メアリーの父リチャードは家具職人だったが、ライム・リージス村沿岸の崖で化石を採集し、それを観光客に売ることで生計を立てていた。1810年に父が結核で亡くなるとアニング家の収入は途絶え、学校にも行けなくなった。メアリーと兄のジョセフで化石を採集し、生計を支えなければならなくなった。

化石採集は18世紀終わりから19世紀始めにかけてブームになった。始めの頃は切手収集とおなじような余暇であったが、しだいに地質学生物学の理解に必要な科学になっていった。彼女は始めは観光客相手に化石の採集を始めたが、すぐに化石への興味が強く高い値段で買ってくれる科学界と関係を築いていった。
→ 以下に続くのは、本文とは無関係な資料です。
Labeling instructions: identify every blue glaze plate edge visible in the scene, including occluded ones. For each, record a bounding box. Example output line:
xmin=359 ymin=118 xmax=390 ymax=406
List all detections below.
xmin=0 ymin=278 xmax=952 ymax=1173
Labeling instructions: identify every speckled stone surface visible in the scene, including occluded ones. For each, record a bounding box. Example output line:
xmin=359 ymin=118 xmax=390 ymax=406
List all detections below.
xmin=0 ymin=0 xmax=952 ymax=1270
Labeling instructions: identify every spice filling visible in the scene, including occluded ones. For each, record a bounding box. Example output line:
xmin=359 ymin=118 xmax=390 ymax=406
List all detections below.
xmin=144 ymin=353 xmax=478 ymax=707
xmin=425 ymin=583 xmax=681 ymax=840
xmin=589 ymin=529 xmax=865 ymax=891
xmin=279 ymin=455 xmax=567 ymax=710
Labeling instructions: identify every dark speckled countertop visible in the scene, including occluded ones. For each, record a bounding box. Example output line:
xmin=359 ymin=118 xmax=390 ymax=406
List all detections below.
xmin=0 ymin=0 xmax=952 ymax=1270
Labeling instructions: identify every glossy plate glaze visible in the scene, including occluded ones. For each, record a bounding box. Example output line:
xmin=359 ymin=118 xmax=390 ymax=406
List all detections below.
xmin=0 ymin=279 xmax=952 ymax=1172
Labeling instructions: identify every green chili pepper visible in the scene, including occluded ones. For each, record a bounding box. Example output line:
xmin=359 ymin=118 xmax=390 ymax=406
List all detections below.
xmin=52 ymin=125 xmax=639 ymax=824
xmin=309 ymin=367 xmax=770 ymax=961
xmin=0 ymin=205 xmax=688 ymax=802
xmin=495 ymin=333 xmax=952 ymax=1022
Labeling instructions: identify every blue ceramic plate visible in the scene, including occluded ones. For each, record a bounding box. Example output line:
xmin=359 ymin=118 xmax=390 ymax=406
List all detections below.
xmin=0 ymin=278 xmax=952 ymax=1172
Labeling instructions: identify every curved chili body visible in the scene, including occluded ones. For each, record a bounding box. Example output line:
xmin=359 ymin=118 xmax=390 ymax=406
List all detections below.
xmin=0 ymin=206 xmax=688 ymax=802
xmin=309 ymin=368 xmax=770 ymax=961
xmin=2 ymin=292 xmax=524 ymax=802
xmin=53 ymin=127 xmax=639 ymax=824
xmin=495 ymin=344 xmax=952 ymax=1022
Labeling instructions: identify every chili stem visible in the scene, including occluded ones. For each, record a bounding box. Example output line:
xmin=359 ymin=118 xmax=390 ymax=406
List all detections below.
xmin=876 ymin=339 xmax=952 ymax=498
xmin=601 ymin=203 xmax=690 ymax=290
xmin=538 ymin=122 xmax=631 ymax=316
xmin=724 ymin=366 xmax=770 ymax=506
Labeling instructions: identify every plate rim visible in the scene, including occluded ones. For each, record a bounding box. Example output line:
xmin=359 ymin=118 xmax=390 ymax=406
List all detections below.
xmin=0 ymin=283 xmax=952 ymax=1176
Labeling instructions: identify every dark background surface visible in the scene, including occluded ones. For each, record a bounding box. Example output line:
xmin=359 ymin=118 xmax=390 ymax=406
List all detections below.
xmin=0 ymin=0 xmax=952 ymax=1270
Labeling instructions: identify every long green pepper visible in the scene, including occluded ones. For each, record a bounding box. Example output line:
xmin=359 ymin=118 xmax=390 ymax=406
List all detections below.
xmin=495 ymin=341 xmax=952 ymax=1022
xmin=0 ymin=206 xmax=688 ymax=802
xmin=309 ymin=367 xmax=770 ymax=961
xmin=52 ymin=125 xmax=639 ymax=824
メアリーと科学界との関係が最初にできたのは、父の死の数ヶ月後の1811年、彼女がイクチオサウルスの骨格の化石を見つけた時であった。ジョセフが一年前に大きなワニのように見える頭蓋骨の化石を見つけていたが、骨格の残りの部分は始めは見つかっていなかった。しかしメアリーが嵐の後に来てみると、化石を含んだ崖の一部が削り取られていた。イクチオサウルスの化石自体は1699年にウェールズですでに発見されていたが、彼女が発見したのは最初の全身化石であった。これは重要な発見で、化石はすぐに王立協会の手に渡ったが、メアリーはこの時わずか12歳であった。彼女はその後2体の別のイクチオサウルスの化石を発見している。

生家に掛けられている記念盾

メアリーの評判が高まると、彼女は裕福な化石収集者であるトーマス・バーチ (Thomas Birch) の目に留まった。アニング家が貧困で困っているのを見て、彼は自身の化石を売り、売り上げの約400ポンドをアニング家に与えた。ここ10年で初めて財政的な態勢が整ったことで、メアリーはジョセフが家具職人として勤め始めてからも化石採集を続けた。彼女の次の大発見は、1821年プレシオサウルスの骨格化石の初めての発見であった。この発見は後にウィリアム・コニーベアー (William Conybeare) によって記載され、メアリーの発見した化石がその後タイプ標本となった。その後1828年には新種の魚の化石や、ドイツ以外では初めてとなる翼竜ディモルフォドン)の、全身の化石などを発見した。

以上の3つの発見によってメアリーの名前は歴史に残ったが、彼女は生涯を通じて化石の発掘を続け、初期の古生物学に大きく貢献した。30代後半になると、イギリス学術振興協会から収入を得ることになった。メアリーは乳癌により47歳で世を去ったが、死の数か月前にロンドン地質学会の名誉会員に選ばれた。

科学に与えた影響[編集]

ロンドン自然史博物館に展示されているプレシオサウルス化石とアニングの解説文

メアリー・アニングの発見は、過去に絶滅があったことの証拠となった。その頃までは、動物が絶滅するとは信じられておらず、奇妙な化石が発見されても地球上の未開の地に棲息している未発見の動物だと説明されてきた。アニングの発見した化石はこのような議論に終止符を打つものであり、古代の生物への正しい理解を導いた。

メアリーは死後、一旦は忘れ去られたが、後に再発見され、ロンドン地質学会は彼女を追悼して教区教会の聖ミカエル教会にステンドグラスを作った。銘にはこう書かれている。「このステンドグラスは、1847年3月9日に亡くなったこの教区のメアリー・アニングを追悼するために作られたものである。これは、司教代理とロンドン地質学会の会員有志によって、彼女の博愛、高潔と地質学への貢献を記念して作られた。」

メアリーは、She sells sea shells by the sea shore.(彼女は海岸で貝殻を売った)という早口言葉のモデルになった人物であると考えられている。また、「アーティチョーク」というグループの歌、Anning, Maryの題材になっている。